Tiny Furniture, a new film by Lena Dunham
One of the great paradoxes found in a city as big and vibrant as New York is that despite its myriad of public services, crowded streets, glaring lights, bountiful opportunities, and 24-7-365 mindset, the people, the human creatures zigzagging around like frenetic specks amid stone and steel towers, are oftentimes lonely and lost.
Lena Dunham wrote, directed, and portrays the lead in Tiny Furniture, a highly effective film that zeroes in on one of those New York City specks and holds the magnifying glass painfully close.
In her movie she is Aura, a plain, shapeless, unmotivated recent college graduate who returns home to unwind and regroup before stumbling blindly toward the next stage in her stunted evolution. Living at home and acting as a physical affront to her aimlessness are her slender, tall, overachieving sister (the kind of person that does crunches while reading philosophy) and successful photographer-artist mother (who specializes in shooting body parts surrounded by miniature beds, chairs, and dressers, hence the title). Both mother and sister, viscerally offended by Aura’s weak by comparison persona, communicate with her only in distant, nouveau-intellectual phraseology. Although a foundation of fondness (or is it merely tolerance?) lies somewhere beneath the surface, they simply appear tired and bored with one another. The family’s ability to connect in a meaningful way is to a significant degree absent and the film leaves us to wonder whether things have always been this way or did something traumatic happen (possibly relating to a father who is nowhere to be found).

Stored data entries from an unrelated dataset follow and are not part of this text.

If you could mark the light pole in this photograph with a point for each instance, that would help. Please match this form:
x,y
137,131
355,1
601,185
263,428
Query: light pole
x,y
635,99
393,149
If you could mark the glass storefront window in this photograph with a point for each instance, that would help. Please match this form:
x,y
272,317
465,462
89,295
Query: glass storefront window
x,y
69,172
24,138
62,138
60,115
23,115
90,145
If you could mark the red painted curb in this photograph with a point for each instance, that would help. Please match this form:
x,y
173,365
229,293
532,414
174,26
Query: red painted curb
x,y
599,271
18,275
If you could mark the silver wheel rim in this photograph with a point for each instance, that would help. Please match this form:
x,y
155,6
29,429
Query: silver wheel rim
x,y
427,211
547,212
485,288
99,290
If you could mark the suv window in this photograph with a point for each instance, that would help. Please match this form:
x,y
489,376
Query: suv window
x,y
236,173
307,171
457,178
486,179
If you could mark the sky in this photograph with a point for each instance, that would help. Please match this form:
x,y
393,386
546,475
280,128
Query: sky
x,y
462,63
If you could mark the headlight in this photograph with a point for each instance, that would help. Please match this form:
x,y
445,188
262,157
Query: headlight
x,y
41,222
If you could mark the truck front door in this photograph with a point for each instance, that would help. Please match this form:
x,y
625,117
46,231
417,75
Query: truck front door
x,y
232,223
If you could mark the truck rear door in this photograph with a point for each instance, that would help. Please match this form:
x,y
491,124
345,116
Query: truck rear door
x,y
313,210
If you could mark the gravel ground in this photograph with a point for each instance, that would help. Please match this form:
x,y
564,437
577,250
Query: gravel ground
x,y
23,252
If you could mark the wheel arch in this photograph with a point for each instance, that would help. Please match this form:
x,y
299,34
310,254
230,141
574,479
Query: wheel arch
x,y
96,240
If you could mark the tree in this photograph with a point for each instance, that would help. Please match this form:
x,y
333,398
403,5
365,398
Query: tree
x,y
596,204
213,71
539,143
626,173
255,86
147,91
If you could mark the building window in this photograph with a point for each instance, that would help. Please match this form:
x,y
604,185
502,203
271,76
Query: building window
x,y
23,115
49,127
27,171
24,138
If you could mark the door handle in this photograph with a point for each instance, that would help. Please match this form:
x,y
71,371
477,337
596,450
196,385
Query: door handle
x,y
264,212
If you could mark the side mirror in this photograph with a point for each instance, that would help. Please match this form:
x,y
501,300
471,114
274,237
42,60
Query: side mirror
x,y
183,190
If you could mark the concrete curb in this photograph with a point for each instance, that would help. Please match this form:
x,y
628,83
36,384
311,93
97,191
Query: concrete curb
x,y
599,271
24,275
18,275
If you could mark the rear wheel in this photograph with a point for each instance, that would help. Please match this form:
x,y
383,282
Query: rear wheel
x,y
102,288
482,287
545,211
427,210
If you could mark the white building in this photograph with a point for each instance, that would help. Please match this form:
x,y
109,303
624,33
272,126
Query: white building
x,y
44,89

The duplex where they live in Tribeca is white from floorboards, to walls, to ceiling. Colorless and cold and unfeeling, but for Aura, who quite possibly does not know any better, it is home. So we feel for Aura when she clings to a nest that unconsciously rejects her (most heartbreaking when she attempts to sleep in the comforts of her mother’s bed). We empathize and cringe when she time and again is degraded by worthless men who represent the best she can do. We are saddened by her troubles at work, her fruitless, vacant searches for romance, friendship, and familial affection. Dunham, an exquisite writer of real but entertaining dialogue, never asks us to like or excuse Aura’s somewhat repellant character, however, we are urged to understand her, perhaps feel compassion, maybe even outright pity her. Because although she is responsible for her choices and actions as any adult would be, she is the product of a New York City that has kept her a child.

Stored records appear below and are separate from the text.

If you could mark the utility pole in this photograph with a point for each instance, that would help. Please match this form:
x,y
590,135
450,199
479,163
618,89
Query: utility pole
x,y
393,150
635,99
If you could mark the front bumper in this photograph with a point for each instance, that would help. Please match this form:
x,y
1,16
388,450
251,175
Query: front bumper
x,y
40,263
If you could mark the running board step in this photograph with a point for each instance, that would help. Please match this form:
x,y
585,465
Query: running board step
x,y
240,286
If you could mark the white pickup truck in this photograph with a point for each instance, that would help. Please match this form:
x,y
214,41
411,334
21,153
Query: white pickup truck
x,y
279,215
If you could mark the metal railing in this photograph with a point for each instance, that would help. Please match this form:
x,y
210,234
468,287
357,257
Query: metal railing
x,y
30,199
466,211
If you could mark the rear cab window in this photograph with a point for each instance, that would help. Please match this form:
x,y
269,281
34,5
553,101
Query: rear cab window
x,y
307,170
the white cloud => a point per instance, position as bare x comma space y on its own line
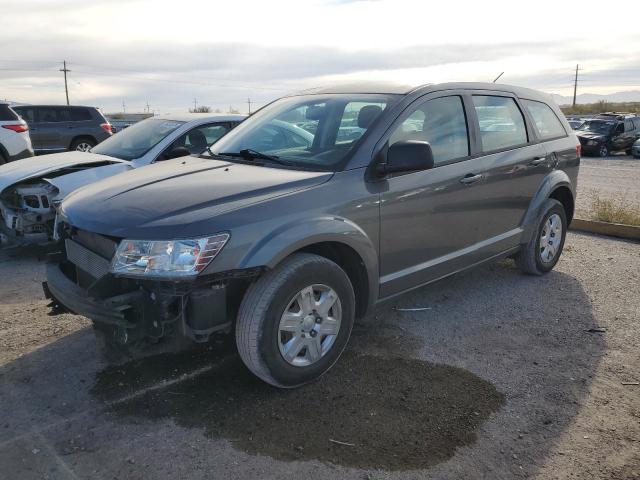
168, 52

In that sense, Dunham’s film is a character study of New York (well, a certain, intricately defined New York) as much as it of Aura. Tiny Furniture’s New York is the kind that many would argue is authentic and essential, but at the same time ripe for judgment based on its methodological failures. It is a New York expressed by a culture of privileged brats with liberal, absentee (likely Jewish) parents who retain too much experience and sophistication for their own good. A generation of hipster kids raised so cavalierly by self-involved individuals, with such expectations of accomplishment and promises of liberty, that the net result is children who never focus, and enter early adulthood without ambition or purpose. And even if they manage to escape adolescence sane and secure, if they then do not become the writer, poet, painter, dancer, model or whatever art form was valued by their circle above all else, they view themselves as lesser beings. In response, they medicate shattered delusions of grandeur with dangerous sex, drugs, and boneheaded attempts at YouTube celebrity.
Aura is a tragic figure. She exists in a world where one must latch onto and venerate something as frivolous as photographing tiny furniture in order to swim with the current. This is the moribund New York that a very brave Lena Dunham forces her audience to confront. A New York perhaps many suburbanites drinking their Starbucks while watching Gossip Girl perceive with a hint of jealousy, awe, and admiration. Not after Tiny Furniture. Not anymore.